第12話 買い置き魔の買い置きリスト

文字数 4,094文字

「所詮私も、歯車の一つに過ぎない」
 男は洗面所の鏡の中に映る、少し疲れた自分の顔を見てそう呟いた。そして、ペタンコになった歯磨き粉のチューブを搾り出そうとグルグル丸めて力を込めたが、これっぽっちも出てこなかった。

 チューブをゴミ箱に放り、戸棚の中の買い置きから、新品の歯磨き粉を取り出す。その戸棚には、他にも買い置きされた沢山の洗面用具が種類ごとに綺麗に並べられてあった。

 彼は買い置き魔である。買い置きは彼のラッキーナンバーの「6」にちなんで、各種6個ずつ揃えてある。買い置きから出したその日だけは5個になるが、すぐに補充されるのであった。

 現在のその戸棚の状況はと言うと、シャンプー6個、コンディショナー6個、石鹸6個、ボディータオル6枚、カミソリ6個、電動歯ブラシ6本、歯間ブラシ6個、歯磨き粉5個。

 あと洗面用具でいうと物置にも、風呂桶、風呂椅子、風呂の蓋、バスブーツなんかもきっちり6個ずつの買い置きがある。

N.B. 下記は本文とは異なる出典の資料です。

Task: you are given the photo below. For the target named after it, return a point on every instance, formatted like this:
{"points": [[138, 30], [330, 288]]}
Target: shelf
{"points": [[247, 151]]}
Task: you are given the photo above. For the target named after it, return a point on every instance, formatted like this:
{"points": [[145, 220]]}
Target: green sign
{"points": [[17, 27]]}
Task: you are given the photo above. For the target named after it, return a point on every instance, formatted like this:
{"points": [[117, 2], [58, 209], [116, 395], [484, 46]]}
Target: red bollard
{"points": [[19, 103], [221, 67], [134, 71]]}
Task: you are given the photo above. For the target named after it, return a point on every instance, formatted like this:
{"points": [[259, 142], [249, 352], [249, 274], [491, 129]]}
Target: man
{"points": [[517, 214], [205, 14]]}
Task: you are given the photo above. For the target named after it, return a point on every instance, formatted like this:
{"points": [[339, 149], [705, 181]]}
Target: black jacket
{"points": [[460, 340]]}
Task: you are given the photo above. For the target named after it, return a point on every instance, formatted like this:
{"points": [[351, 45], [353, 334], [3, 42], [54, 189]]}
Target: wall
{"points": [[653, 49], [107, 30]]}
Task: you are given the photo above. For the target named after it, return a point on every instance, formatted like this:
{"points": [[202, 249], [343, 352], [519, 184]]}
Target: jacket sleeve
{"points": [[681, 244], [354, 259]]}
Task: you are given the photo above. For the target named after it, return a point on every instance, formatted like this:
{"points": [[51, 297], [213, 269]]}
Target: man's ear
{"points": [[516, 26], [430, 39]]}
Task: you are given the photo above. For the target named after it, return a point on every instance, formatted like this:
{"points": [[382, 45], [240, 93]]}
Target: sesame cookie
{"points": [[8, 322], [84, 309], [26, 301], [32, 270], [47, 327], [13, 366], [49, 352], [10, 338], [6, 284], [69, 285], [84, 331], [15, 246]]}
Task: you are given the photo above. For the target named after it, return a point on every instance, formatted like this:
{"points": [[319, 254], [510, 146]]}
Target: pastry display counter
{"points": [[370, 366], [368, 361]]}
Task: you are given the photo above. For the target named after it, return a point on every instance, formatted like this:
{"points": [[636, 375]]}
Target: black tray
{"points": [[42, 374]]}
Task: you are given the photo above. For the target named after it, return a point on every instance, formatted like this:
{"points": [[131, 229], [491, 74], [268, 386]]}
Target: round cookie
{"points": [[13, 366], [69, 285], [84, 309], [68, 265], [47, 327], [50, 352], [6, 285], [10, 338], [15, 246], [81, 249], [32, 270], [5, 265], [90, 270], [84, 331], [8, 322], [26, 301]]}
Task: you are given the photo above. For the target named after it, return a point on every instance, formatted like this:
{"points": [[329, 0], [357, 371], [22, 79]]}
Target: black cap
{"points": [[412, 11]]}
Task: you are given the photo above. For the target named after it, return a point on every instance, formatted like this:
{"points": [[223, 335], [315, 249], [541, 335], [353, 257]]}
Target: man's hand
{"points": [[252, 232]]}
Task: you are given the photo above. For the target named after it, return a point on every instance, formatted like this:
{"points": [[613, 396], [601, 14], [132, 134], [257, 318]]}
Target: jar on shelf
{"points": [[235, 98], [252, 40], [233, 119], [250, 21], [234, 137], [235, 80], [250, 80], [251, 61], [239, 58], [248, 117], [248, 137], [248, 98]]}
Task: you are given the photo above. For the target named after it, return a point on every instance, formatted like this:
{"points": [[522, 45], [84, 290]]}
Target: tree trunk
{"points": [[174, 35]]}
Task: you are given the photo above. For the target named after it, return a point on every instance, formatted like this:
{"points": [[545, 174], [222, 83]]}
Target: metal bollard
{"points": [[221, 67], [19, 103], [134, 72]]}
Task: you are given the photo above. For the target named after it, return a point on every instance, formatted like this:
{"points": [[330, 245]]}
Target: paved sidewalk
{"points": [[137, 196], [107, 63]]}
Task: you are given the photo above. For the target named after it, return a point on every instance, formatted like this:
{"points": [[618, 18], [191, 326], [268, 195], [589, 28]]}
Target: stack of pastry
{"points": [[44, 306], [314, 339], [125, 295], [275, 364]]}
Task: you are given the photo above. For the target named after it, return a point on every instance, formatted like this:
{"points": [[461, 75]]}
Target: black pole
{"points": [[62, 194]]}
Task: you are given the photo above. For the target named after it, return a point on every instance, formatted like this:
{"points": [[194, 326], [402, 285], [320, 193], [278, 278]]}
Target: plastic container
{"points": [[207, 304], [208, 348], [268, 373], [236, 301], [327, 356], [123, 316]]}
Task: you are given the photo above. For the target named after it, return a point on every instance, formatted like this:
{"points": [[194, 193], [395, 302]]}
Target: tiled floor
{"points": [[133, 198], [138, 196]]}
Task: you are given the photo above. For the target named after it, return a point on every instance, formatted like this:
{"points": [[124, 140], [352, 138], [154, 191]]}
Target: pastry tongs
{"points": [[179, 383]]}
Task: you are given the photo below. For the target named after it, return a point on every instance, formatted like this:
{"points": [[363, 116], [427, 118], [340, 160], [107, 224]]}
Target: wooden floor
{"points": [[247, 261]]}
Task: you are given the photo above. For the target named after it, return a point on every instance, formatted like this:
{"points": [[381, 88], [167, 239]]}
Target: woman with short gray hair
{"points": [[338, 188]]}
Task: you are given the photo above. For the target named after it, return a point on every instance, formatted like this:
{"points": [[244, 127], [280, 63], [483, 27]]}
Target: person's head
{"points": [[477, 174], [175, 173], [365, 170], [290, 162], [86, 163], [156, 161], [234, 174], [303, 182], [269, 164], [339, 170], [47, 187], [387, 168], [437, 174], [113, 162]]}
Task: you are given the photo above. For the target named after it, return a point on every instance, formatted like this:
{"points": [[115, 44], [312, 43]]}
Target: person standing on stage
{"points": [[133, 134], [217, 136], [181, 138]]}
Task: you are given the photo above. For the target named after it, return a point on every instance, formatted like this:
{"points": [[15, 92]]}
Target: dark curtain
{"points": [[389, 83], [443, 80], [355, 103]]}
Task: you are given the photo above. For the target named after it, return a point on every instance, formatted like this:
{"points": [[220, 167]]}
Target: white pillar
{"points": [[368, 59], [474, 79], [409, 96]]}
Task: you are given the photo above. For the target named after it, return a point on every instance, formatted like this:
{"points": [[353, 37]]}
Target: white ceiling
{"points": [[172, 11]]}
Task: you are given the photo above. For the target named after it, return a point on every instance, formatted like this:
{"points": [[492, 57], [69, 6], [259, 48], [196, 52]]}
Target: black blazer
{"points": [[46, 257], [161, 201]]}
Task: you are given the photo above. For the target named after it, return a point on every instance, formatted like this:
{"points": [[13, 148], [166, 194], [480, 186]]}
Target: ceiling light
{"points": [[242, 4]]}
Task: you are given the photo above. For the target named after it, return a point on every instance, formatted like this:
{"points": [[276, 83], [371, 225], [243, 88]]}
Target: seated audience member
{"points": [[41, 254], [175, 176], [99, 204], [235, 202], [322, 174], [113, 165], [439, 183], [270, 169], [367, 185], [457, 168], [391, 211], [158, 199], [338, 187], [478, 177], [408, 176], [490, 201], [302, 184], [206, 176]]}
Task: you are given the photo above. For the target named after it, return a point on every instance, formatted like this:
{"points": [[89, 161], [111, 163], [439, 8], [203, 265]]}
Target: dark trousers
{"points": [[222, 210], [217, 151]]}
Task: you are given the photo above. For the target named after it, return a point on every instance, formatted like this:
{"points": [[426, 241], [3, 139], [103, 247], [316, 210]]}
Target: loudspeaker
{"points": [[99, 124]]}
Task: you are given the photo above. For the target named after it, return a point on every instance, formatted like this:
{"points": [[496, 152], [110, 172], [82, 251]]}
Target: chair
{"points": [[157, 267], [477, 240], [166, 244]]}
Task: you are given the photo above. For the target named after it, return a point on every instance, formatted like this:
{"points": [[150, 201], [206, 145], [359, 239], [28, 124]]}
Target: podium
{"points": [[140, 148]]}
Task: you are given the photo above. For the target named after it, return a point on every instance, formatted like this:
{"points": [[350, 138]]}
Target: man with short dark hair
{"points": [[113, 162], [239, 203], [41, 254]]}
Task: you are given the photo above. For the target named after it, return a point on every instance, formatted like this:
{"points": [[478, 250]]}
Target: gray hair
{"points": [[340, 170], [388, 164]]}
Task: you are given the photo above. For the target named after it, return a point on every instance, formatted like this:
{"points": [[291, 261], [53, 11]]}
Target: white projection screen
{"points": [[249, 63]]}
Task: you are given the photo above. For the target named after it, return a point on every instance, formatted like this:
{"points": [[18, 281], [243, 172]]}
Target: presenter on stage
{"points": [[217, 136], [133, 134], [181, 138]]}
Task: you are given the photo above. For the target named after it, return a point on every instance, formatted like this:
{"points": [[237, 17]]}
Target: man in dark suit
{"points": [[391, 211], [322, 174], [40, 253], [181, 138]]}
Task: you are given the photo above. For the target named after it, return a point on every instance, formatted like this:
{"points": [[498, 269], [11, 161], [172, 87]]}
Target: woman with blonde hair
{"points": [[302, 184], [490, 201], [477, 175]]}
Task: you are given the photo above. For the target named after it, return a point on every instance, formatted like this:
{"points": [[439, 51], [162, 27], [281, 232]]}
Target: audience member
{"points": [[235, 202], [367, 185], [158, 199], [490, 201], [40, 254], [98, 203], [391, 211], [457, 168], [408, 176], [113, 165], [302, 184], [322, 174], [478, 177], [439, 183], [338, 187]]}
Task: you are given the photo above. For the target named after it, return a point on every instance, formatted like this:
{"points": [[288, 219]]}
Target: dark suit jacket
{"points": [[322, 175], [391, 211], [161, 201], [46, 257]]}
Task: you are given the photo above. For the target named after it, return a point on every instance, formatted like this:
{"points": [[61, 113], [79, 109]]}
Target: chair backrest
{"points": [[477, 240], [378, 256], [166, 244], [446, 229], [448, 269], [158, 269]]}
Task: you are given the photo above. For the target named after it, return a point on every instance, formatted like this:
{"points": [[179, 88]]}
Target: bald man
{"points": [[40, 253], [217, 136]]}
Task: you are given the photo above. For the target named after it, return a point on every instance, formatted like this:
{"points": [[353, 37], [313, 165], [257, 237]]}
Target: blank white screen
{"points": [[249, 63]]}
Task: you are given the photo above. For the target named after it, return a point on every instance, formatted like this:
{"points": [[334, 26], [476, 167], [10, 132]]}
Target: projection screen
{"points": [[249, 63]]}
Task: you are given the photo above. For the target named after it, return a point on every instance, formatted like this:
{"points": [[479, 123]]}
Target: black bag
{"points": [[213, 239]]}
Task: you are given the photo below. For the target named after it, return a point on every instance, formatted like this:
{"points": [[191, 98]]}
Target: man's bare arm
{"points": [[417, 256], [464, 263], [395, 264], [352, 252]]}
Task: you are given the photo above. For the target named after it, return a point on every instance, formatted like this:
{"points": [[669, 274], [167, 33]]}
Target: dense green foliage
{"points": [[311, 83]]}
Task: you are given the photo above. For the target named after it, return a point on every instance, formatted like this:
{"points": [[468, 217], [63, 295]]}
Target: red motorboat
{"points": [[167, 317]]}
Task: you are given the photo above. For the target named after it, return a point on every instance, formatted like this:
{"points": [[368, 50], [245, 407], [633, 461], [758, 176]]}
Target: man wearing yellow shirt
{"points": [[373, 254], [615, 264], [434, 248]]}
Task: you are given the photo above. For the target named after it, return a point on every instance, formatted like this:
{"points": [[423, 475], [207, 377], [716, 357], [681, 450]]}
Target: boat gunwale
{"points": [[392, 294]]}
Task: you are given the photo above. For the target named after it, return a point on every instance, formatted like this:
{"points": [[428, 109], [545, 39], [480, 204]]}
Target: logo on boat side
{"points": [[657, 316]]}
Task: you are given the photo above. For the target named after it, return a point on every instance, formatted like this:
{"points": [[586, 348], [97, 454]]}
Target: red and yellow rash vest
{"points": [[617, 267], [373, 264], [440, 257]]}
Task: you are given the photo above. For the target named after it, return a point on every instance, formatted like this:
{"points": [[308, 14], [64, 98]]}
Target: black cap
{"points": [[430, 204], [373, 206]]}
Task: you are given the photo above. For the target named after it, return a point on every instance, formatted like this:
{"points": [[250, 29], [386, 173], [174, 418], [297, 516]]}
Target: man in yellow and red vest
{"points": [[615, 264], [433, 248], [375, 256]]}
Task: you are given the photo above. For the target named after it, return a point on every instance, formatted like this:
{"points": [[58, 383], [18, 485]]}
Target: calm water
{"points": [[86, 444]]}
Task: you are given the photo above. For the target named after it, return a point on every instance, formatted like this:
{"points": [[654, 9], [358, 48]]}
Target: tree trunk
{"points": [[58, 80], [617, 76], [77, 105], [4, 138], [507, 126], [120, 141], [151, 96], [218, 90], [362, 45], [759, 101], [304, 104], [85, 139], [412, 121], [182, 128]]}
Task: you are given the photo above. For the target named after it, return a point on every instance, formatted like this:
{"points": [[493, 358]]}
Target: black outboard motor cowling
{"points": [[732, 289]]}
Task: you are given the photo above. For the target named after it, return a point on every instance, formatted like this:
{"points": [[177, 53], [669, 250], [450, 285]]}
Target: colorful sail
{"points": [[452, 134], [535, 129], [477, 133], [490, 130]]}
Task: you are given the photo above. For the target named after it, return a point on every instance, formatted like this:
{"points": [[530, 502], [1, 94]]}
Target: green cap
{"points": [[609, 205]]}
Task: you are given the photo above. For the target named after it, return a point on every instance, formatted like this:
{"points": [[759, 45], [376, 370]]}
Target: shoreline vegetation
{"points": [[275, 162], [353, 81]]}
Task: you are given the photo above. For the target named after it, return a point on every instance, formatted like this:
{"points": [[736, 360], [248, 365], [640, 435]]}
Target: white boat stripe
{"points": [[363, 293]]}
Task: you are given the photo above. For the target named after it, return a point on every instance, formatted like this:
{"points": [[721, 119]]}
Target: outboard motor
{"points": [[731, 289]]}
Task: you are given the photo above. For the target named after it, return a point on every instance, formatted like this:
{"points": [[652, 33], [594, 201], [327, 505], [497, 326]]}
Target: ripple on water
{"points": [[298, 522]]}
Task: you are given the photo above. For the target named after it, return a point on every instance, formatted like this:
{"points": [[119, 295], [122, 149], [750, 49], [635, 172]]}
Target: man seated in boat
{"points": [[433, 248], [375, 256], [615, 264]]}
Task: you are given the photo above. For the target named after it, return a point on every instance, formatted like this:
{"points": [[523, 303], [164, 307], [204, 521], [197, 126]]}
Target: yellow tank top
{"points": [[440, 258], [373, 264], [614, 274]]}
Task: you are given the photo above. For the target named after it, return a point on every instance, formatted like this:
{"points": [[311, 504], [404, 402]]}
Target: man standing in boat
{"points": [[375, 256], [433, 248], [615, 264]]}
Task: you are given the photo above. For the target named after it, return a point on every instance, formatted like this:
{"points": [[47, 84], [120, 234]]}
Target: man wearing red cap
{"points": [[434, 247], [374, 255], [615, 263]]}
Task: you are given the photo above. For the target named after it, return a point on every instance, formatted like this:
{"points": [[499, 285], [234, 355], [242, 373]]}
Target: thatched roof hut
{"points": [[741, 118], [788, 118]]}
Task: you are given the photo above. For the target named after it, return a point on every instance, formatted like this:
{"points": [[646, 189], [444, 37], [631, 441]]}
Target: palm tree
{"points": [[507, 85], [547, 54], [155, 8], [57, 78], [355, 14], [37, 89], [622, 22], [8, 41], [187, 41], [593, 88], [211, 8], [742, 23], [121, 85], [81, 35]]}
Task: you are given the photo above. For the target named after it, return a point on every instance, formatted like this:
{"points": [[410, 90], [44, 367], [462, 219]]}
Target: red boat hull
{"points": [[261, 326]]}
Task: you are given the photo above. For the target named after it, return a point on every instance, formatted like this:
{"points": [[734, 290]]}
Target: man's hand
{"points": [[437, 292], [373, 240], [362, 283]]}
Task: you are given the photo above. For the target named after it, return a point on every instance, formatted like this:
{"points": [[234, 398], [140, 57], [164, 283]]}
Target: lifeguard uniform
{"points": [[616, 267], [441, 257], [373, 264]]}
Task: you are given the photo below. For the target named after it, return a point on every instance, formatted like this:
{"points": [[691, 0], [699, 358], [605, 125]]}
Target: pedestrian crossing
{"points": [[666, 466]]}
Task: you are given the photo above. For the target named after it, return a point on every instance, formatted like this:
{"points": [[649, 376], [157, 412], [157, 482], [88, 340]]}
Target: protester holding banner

 買い置きはもちろん、洗面用具だけに収まらない。ティシュペーパー、トイレットペーパー、キッチンペーパー、サランラップ、爪楊枝、コーヒーフィルター、蛍光灯などの日用品。

 ウスターソース、お好み焼きソース、ケチャップ、マヨネーズ、醤油、味醂、味噌、料理酒、めんつゆ、焼き肉のタレ、バターなどの食料品。

 そして、テーブル、椅子、棚、書棚、ソファなどの家具類。

 さらに、テレビ、スピーカー、炊飯器、電子レンジ、食洗器、コーヒーメーカー、ホームベーカリー、冷蔵庫、掃除機、洗濯機、体重計、美容器具、健康器具などの電化製品に至るまで、きっちり6個ずつの買い置きがあった。

 それらは、庭の倉庫に種類ごとに分けられ、綺麗に並べられてある。知らない者が見たら、ホームセンターの在庫置き場と勘違いすることだろう。

 それほどの買い置きを揃えられるのは、男が大きな会社を経営していて、かなりの大金持ちであるからだ。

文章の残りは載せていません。